Il s'était ensuite lancé dans une carrière d'entrepreneur chez une startup du groupe Dassault. Mais dès 2012, c'est à travers la création de la jeune pousse Iten qu'il a voulu changer la donne en développant des micro-batteries de nouvelle génération, pour des applications que l'on pourrait ensuite retrouver partout ou presque : dispositifs médicaux, objets connectés, capteurs autonomes, cartes à puces, voire même horlogerie ou bioélectronique...
« C'est en discutant avec des amis électroniciens que j'ai découvert les problématiques de micro-stockage au sein des circuits électroniques, et les défis que représentaient les piles boutons encombrantes, qu'il fallait monter manuellement, et posaient des problèmes de recyclage », explique à La Tribune Fabien Gaben, PDG et fondateur d'Iten.

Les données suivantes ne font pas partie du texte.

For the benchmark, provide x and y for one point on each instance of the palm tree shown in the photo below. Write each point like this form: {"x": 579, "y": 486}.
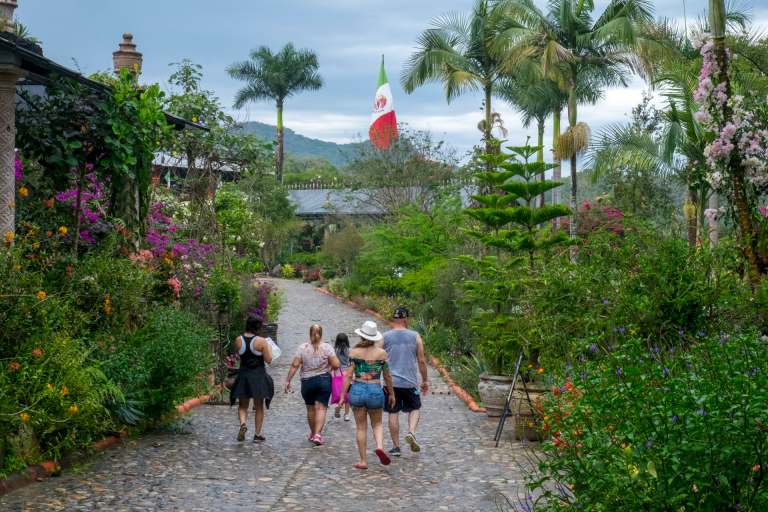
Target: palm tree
{"x": 572, "y": 47}
{"x": 536, "y": 99}
{"x": 457, "y": 52}
{"x": 276, "y": 77}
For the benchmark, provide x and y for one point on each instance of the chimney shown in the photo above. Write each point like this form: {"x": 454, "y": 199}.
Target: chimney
{"x": 127, "y": 57}
{"x": 6, "y": 13}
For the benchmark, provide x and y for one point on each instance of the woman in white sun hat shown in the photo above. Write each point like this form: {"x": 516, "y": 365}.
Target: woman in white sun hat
{"x": 367, "y": 363}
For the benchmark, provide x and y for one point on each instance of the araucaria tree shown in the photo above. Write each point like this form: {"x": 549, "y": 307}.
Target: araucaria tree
{"x": 276, "y": 77}
{"x": 573, "y": 47}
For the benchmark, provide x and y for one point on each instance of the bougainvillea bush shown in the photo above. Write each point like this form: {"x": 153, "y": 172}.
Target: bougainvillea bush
{"x": 637, "y": 426}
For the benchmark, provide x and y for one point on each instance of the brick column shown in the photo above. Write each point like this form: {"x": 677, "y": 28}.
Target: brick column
{"x": 9, "y": 75}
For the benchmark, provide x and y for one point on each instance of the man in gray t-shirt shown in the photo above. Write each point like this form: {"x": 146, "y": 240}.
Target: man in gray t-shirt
{"x": 406, "y": 353}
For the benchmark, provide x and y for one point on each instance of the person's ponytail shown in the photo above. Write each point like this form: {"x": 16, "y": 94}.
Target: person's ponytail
{"x": 315, "y": 336}
{"x": 364, "y": 343}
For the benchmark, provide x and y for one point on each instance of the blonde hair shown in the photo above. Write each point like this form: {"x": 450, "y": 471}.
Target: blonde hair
{"x": 364, "y": 343}
{"x": 315, "y": 336}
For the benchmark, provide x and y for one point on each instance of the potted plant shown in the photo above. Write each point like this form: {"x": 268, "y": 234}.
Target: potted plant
{"x": 513, "y": 255}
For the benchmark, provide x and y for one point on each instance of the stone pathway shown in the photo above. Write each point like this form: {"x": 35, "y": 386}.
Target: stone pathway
{"x": 206, "y": 469}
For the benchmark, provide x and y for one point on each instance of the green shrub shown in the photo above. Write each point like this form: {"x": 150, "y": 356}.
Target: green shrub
{"x": 355, "y": 284}
{"x": 636, "y": 426}
{"x": 162, "y": 363}
{"x": 303, "y": 258}
{"x": 51, "y": 391}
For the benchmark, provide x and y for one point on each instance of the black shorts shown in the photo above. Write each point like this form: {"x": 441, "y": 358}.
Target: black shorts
{"x": 406, "y": 400}
{"x": 316, "y": 389}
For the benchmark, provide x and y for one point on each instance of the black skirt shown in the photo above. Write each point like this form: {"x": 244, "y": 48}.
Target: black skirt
{"x": 252, "y": 383}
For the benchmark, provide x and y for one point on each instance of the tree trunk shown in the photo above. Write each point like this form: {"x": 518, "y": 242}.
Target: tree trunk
{"x": 78, "y": 209}
{"x": 280, "y": 136}
{"x": 714, "y": 204}
{"x": 717, "y": 15}
{"x": 487, "y": 125}
{"x": 690, "y": 217}
{"x": 540, "y": 158}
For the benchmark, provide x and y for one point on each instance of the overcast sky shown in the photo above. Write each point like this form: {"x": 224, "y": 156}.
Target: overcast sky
{"x": 349, "y": 36}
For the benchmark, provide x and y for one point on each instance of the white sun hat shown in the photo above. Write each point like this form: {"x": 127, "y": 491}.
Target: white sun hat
{"x": 369, "y": 331}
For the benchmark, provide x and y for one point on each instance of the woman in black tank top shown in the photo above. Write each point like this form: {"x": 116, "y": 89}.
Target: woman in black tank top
{"x": 252, "y": 381}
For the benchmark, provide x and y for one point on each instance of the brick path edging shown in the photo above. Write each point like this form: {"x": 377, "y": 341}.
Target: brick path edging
{"x": 13, "y": 482}
{"x": 463, "y": 395}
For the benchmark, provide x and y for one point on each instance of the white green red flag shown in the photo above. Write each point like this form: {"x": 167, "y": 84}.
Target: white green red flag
{"x": 383, "y": 121}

Avec une ambition : répondre aux besoins des grands groupes industriels de l'électronique, de l'énergie et des transports, en s'appuyant sur un niveau de miniaturisation très important, auquel il aurait déjà commencé à fournir de premiers exemplaires de sa micro-batterie.
« Après plus de 8 ans de R&D, nous disposons de plus de 200 brevets dans le monde, notre technologie est aboutie et nous serons en mesure de fournir tous les industriels, même ceux utilisant les composants électroniques les plus exigeants, comme par exemple les fabricants d'équipements médicaux dont les produits doivent être stérilisés à 150 degrés », déclare Fabien Gaben.
Son innovation, lauréate à deux reprises du Concours Mondial d'Innovation (2015 et 2017) et déjà protégée par une centaine de brevets, repose sur le développement de micro-batteries lithium-ion solides, conçues selon un procédé développé entièrement en interne et reposant sur une architecture innovante et miniaturisée, ainsi que sur des électrodes en céramique et des matériaux "standards" qui n'utilisent ni terres rares, ni métaux lourds.